Some previous works in speech recognition system for tonal languages were proposed in order to improve the performance of speech recognition using additional information such as tone features. Previous experiment results showed that using tone features as additional inputs for training the acoustic model yielded higher accuracy compared to the baseline system for Thai [1] and Mandarin news broadcast speech recognition [2]. The method of context-independent acoustic model for Thai language has also been investigated [3]. The method of creating an acoustic model is considered to enhance the performance of learning from speech data. Hidden Markov Model (HMM) is well-known and popular in acoustic training data. The parameters of the model can be estimated and adapted automatically to give optimal performance.

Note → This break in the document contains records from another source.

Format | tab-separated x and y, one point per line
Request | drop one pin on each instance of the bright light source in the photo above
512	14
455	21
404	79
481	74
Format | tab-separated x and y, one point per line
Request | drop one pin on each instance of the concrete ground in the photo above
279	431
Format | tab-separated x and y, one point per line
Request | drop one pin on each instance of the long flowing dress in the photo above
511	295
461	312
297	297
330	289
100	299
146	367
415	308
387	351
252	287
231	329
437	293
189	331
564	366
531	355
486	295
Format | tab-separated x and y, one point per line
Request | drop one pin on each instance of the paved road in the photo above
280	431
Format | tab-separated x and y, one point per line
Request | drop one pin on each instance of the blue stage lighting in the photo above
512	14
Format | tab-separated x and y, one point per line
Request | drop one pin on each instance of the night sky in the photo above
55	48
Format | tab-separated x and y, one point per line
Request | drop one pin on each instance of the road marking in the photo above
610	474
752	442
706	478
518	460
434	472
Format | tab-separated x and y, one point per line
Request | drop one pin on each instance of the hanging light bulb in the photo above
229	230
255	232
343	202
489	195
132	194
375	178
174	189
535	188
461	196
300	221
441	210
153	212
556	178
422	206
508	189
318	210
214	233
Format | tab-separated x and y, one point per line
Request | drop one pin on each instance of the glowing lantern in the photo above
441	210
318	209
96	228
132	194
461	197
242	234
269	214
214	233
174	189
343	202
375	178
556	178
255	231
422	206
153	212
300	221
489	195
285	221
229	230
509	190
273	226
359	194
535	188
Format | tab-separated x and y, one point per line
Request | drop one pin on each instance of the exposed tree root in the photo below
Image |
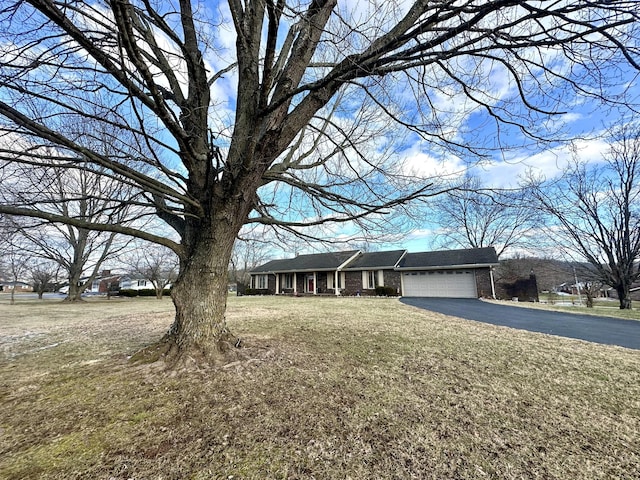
228	352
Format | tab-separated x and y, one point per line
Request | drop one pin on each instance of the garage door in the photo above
440	283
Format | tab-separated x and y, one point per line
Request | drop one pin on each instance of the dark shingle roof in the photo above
377	260
450	258
312	262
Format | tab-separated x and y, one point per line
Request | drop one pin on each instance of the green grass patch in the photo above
362	388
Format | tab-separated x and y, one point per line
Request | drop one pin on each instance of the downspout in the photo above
493	285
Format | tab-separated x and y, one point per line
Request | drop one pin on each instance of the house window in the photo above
287	280
261	282
331	280
370	279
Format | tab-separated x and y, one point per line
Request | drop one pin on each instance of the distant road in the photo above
605	330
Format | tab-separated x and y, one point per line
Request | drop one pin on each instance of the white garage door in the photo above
440	283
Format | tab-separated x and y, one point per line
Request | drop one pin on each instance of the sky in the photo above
459	120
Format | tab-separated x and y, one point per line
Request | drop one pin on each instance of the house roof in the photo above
377	260
468	257
312	262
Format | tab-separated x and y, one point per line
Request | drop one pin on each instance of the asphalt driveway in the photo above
609	331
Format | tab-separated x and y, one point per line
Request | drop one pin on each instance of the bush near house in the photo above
147	292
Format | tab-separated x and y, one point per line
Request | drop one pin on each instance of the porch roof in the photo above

Although, HMMs are effective approaches to the problems of acoustic modeling, they also suffer from some limitations, for example, HMMs assumes the duration of exponential distribution, the transition
probability depends only on the origin and destination, and all observation frames are dependent only on the state that generated them, not on neighboring observation frames. Furthermore, Gaussian Mixture Models (GMMs) are powerful when generating statistic values in the HMM frameworks. Neural networks have been used also in speech recognition with forward-backward probability generated targets [4],[5]. However, the connectionistHMM framework which uses neural networks to generate the output posterior probabilities, which can be used to replace the GMMs acoustic model with a neural network to estimate the posterior probabilities of phonetic unit given the input vector of context window frames [6],[7]. It can be applied for continuous speech recognition [8] or integration with fuzzy logic in Arabic speech recognition [9]. To determine the model, first order left to right HMM models with self loops are generally used for acoustic models. An efficiency model for speech utterance is the Continuous Density Hidden Markov Model (CDHMM) which is suitable for describing the speech events [10]. In this paper, the state emission probabilities are estimated with an Artificial Neural Network particularly Multi-Layer Perceptrons (MLPs) so called Hybrid MLP-HMM in order to improve the performance of speech recognition over the HMM framework. The state emission probabilities of phoneme HMM will be estimated from the output node of the MLP. Then Viterbi algorithm is employed to be used as the decoder. Tone features are extracted from speech signal and classified by MLP as additional feature for tonal languages. The comparison of the baseline system is tested with different configurations, such as tone features and a number of hidden layers in the MLP classifier throughout the experiments.
The rest of this paper is organized as follows. In Section 2, a review of the Thai phonetic system is presented. In Section 3, the proposed framework consisting of a hybrid MLP-HMM and tone recognition will be introduced. The experiment and results are described in Section 4. Section 5 gives the conclusion.